The NBA example would be relevant to my original post if the stars of one
era were granted permanent employment. We would thus be enjoying the efforts
of Bill Russell and Wilt Chamberlin (until he died). My original point was
that we cannot know in universities that those who aspire may not be able to
perform at the level of the incumbents because the incumbents have locked in
their jobs and prevent any and all competition.

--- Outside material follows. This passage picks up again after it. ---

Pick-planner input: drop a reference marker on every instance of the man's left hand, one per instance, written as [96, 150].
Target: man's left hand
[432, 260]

My other point was that the chronic excess supply of PhDs grew out of the
original monopoly. Freed from competition, tenured professors continued to
admit and credential many more PhDs than the market could handle. Had there
been a functioning market for professors, the number of new PhDs would have
roughly matched the number of new jobs. In such a functioning market, the
wages of professors would also be somewhat lower than than now. Thus tenured
professors are overpaid.
The market for nurses and teachers is largely local because of career
co-location decisions while the market for Profs is national. The local
nature of the nurse and teacher markets makes monopsonistic coordination
possible (the Personnel director I talked to didn't take seriously the
notion that high wages for nurses in her city would attract more nurses
"They're all married and they can't move." even while she was willing to
allow that there would be an increase in supply from "burnt out" nurses
reentering the field). -- Bill Dickens
Even if we grant the monopsony argument, I don't see how it could apply to
universities which number in the thousands and compete in a national market.
Wouldn't a monopsony be highly unstable? On the other hand, the supply side
is clearly fixed.
All of this raises three questions for me:
1. How do professors maintain their cartel? I remember reading a few years
ago about a professor at Columbia who refused to accept tenure when it was
offered. I don't recall that he was punished in any way. Are sanctions aimed
largely at buyers?
2. Tenure protects an older generation from competition from a younger
cohort. How does this fit into larger evolutionary theories?
3. Why have so few people on this list bothered to defend tenure?